Chobani Yogurt Set For Super Bowl Ad Debut As Start Of New Marketing Campaign
Greek yogurt company Chobani said that it "will air its first Super Bowl ad this February," a move intended to make the brand "more of a household name," according to Candice Choi of the AP. The debut on "advertising's biggest stage comes as Greek yogurt continues to surge in popularity." Chobani "is the market leader, but says only about a third of Americans are familiar with its brand." Chobani CMO Peter McGuinness "declined to provide details on the Super Bowl spot, but said it would be more than 30 seconds and mark the start of a more aggressive marketing strategy" (AP, 12/9). Chobani said that the Super Bowl spot "will mark the debut of a new integrated campaign by Droga5, with support" from PR agency Weber Shandwick. AD WEEK's David Griner writes the brand, not even a decade old, has "shown itself willing to make bold marketing moves, such as becoming an Olympic sponsor in 2012 and rolling out its first-ever national TV spot" during the Opening Ceremony. Chobani is paying upward of $4M for the "chance to go head-to-head with Dannon's Oikos line of Greek yogurt, which is returning as a Super Bowl advertiser for the second consecutive year." Chobani "will likely use the Super Bowl spot to promote its new 100-calorie product line, which is one area where Dannon and Yoplait have enjoyed an early lead" (ADWEEK.com, 12/9).
WEAPON OF CHOICE: In Atlanta, Christopher Seward reported the NFL rejected an ad from Georgia-based gun manufacturer Daniel Defense that the company "wanted to run in select markets, including Atlanta," during Super Bowl XLVIII. The spot features a "veteran walking through his home and lamenting that 'a lot has changed' since he’d returned to civilian life and to his wife and infant child." The ad has the veteran saying, "I’m responsible for their protection, and no one has the right to tell me how to defend them. So I’ve chosen the most effective tool for the job." The commercial "ends with a voice-over and words in big letters: 'Daniel Defense. Defending your nation. Defending your home,'" and right under the words "is the silhouette of a rifle." Daniel Defense Founder Marty Daniel on Friday said that the 30-second spot "would have cost the company $500,000" to run in eight markets.
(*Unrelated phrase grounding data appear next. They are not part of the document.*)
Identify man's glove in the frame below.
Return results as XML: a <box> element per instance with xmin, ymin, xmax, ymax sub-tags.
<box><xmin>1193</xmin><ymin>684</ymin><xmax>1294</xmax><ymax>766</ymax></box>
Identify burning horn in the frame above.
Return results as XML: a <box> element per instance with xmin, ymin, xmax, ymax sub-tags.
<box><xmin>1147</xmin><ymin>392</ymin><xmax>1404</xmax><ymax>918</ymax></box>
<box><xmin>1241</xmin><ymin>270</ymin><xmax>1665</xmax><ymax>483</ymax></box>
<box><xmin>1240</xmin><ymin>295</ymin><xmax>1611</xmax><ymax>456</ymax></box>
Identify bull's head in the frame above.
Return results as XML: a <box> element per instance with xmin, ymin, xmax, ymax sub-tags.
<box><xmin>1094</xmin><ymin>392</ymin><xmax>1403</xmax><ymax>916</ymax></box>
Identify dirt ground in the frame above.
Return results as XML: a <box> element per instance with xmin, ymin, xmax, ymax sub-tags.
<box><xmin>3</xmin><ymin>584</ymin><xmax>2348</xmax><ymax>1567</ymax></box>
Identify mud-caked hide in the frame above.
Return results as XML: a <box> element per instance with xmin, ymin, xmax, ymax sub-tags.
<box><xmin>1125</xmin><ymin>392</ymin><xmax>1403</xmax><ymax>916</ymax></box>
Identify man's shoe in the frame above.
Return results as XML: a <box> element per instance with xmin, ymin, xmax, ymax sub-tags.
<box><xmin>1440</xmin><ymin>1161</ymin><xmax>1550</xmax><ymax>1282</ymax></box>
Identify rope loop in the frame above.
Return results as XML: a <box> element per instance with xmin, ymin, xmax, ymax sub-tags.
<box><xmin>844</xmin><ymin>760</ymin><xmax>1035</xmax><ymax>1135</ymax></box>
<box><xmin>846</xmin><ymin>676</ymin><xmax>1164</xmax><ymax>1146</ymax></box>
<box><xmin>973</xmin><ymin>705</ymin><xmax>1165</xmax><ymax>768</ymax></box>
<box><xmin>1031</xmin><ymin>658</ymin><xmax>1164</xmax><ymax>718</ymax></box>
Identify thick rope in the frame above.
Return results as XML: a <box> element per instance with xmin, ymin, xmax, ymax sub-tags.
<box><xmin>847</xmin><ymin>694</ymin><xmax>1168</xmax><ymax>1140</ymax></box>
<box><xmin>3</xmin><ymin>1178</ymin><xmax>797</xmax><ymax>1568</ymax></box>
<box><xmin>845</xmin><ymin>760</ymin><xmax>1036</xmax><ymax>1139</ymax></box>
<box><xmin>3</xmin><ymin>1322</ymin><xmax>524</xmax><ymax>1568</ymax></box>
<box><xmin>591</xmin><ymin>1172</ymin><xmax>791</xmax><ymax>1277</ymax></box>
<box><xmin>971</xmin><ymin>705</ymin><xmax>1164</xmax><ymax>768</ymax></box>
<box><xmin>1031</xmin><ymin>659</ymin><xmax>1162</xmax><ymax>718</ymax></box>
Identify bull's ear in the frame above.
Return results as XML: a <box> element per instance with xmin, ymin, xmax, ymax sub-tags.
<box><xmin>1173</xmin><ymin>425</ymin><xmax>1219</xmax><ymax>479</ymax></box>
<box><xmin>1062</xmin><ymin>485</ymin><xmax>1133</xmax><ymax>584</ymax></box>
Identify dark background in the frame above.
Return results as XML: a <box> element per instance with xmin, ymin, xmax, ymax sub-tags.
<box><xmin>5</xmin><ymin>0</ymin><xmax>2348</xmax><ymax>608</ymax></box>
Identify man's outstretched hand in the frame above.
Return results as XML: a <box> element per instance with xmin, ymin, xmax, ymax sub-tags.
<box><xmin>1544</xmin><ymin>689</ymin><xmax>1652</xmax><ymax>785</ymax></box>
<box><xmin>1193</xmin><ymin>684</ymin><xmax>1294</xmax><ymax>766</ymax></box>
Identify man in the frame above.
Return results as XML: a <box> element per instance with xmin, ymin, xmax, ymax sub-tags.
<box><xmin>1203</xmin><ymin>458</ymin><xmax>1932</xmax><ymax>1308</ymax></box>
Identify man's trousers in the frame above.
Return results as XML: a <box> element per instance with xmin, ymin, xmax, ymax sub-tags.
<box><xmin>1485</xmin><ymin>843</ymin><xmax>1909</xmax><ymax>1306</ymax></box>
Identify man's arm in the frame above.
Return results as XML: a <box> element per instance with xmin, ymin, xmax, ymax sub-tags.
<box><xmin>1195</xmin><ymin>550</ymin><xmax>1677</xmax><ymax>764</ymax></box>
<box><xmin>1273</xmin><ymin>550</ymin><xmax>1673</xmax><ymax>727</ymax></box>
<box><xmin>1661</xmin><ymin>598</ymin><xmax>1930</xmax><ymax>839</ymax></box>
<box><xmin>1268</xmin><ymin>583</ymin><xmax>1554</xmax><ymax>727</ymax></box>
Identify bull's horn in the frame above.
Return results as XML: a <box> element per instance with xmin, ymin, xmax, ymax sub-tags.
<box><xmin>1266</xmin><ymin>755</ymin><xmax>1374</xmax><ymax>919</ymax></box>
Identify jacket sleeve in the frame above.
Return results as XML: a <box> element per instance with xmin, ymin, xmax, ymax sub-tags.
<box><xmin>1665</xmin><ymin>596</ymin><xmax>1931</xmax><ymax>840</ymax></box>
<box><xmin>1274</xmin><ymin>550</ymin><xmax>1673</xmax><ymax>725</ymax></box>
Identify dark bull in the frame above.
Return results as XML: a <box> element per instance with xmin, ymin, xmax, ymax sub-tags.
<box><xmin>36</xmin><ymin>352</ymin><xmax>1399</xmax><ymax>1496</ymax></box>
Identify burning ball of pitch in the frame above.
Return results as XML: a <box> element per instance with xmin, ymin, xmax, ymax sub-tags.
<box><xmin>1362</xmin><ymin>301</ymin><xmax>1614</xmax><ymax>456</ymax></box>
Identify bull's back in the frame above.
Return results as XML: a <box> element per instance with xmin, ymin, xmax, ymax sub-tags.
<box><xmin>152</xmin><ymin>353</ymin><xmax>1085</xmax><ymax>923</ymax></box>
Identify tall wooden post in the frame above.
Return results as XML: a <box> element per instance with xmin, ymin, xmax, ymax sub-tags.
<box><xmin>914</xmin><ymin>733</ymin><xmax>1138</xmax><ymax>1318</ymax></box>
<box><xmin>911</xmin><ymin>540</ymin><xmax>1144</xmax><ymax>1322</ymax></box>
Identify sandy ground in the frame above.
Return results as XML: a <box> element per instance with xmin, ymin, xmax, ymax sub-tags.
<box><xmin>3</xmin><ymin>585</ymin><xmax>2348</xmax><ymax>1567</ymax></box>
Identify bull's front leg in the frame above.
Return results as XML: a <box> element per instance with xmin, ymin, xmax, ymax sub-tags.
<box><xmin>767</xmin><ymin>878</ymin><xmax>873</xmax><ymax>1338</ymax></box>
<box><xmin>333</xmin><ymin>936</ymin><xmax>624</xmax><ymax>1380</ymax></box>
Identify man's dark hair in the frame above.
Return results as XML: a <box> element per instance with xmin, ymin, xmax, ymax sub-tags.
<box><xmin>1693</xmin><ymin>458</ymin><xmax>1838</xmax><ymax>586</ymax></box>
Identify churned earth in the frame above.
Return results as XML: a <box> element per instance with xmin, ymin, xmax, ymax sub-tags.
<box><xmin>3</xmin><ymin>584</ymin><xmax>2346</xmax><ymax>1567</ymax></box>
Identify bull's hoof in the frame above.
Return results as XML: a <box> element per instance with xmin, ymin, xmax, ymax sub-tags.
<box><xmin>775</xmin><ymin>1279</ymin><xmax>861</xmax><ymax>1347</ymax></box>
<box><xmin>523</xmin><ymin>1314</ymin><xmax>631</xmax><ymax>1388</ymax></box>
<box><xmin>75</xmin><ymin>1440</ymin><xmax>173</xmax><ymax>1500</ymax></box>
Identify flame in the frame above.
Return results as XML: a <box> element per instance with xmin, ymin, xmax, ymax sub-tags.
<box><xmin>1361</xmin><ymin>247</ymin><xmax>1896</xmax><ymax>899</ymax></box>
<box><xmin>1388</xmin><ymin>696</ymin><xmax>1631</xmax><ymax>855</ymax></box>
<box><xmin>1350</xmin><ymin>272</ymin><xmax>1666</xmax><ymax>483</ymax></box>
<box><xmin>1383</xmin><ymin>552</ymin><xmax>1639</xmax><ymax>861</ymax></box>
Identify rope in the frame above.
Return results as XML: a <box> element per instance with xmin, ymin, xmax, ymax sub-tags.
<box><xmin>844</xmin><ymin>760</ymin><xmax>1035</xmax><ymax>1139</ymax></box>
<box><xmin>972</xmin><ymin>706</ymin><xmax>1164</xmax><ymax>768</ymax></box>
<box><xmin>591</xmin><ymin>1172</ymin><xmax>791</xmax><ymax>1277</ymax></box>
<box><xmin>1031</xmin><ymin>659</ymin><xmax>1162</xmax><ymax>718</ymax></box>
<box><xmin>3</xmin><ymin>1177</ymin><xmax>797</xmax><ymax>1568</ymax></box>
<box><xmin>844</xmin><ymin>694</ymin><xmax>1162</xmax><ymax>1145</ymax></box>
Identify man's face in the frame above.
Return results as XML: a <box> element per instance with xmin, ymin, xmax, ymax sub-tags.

Daniel said that he "ran a local Super Bowl ad two years ago on NBC in the Savannah area" and had been working with an affiliate of Fox "in making sure the ad met NFL rule requirements this time around." But Daniel said that just before Thanksgiving, he "got word from Fox that the ad had been rejected." Among the NFL's prohibited ad categories posted online "are 'firearms, ammunition or other weapons'" (ATLANTA JOURNAL-CONSTITUTION, 12/7).